En contrepartie, il impose des investissements lourds, de grandes équipes et une infrastructure permanente (serveurs, support, marketing). Si la communauté ne se maintient pas, les pertes peuvent être importantes. Et quand un projet de ce type est annulé, il reste souvent peu de choses réellement réutilisables.

Bluepoint Games : perspectives pour les ex-employés et pour les fans

Pour les professionnels de Bluepoint, la fermeture ouvre une période d’incertitude, mais aussi des opportunités. Des développeurs capables de travailler sur des technologies de pointe - comme celles mobilisées pour Demon’s Souls sur PS5 - sont généralement très recherchés par d’autres studios, au sein ou en dehors du monde des consoles traditionnelles.

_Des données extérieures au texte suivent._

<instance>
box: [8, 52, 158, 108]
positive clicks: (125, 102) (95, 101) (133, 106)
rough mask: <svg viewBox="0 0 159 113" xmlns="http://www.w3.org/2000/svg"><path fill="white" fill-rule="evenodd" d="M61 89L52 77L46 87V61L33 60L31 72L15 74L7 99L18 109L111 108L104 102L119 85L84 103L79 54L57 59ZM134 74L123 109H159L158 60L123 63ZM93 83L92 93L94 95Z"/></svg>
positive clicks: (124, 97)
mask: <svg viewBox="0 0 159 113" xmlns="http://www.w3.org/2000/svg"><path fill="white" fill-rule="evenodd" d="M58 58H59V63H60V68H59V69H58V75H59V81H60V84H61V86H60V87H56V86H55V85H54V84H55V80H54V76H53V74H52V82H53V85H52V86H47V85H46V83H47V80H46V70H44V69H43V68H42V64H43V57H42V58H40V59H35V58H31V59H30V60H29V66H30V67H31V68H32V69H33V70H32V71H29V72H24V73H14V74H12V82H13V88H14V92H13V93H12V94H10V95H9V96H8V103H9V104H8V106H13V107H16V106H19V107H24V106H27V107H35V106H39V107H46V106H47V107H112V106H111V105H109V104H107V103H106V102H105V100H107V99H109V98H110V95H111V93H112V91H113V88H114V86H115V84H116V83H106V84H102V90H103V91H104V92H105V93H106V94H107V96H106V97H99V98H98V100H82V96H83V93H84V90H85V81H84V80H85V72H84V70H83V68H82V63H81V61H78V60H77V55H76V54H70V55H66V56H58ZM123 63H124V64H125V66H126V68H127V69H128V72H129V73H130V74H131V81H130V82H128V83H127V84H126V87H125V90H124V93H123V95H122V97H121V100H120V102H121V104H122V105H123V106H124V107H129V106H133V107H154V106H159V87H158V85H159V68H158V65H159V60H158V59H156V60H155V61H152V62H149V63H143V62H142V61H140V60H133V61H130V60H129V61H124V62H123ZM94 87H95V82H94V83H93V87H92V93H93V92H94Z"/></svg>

Du côté des joueurs, la question centrale concerne la préservation et la modernisation des classiques. Qui reprendra désormais ce rôle ? D’autres structures internes ou externes pourront être sollicitées pour des remakes et remasterisations, mais la régularité et la cohérence de Bluepoint étaient perçues comme supérieures.

Un scénario envisageable serait une montée en puissance de collaborations avec des studios indépendants spécialisés dans la remise au goût du jour de jeux plus anciens. Une autre piste serait de privilégier des remasters moins ambitieux et moins coûteux, plutôt que des reconstructions complètes comme celle réalisée sur Shadow of the Colossus.

Pour celles et ceux qui suivent l’industrie, la disparition de Bluepoint sert d’avertissement : des notes très élevées, des récompenses et l’étiquette « chef-d’œuvre » ne suffisent pas toujours à garantir l’avenir d’un studio. Dans un marché dominé par des coûts en hausse et des paris sur des modèles au long cours, même un « 19/20 » peut s’effacer en silence.